There was no gas to be pumped. Only a hopeful delivery that may come later in the afternoon.
So she waited.
To pass the time, she knitted.
“I’m waiting because I need it,” she said.
A nurse, Ms. Sullivan said she has to work this weekend, which includes traveling to Medford to care for a patient who’s on a ventilator.
“If I wasn’t working over the weekend I could just stay home,” she said.
As the gas shortage becomes more dire in the wake of Hurricane Sandy, residents running low on fuel have taken to staking out gas stations and hoping for a delivery.
At the Hess Station, Judy Torrieri, who lives nearby in Calverton, said her husband received a tip Thursday night that the Hess station would be receiving a gas shipment at 11 a.m. the next day. That didn’t happen. But she was hopeful it would arrive in the afternoon.
An attendant at the station, Qamara, spoke by phone to a New Jersey transfer company — in the presence of a reporter — and was told he may get a delivery around 2 p.m.
“But I don’t know,” he said, cautioning that the delivery may not come as expected.
Ms.
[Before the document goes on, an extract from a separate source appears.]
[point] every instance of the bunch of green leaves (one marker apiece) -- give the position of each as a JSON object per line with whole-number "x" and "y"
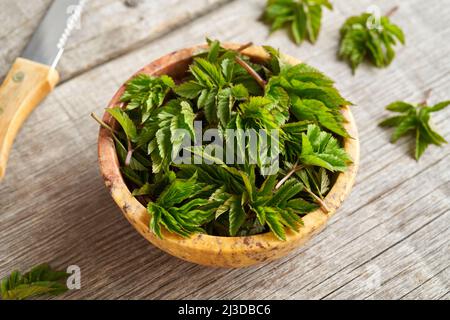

Torrieri was parked at the front of the line Friday with her husband. She was walking up and down the line informing drivers that the station had no gas, and that they were simply waiting and hoping for some to be delivered.
“You can drive around and waste your gas or you can get a tip and just wait,” Ms. Torrieri said.
She also warned people to put a lock on their gas caps, if possible.
“People don’t know how to adapt without the luxuries they’re used to,” she said. “They’re willing to go out and get what they need and siphon out your gas. Any means necessary.”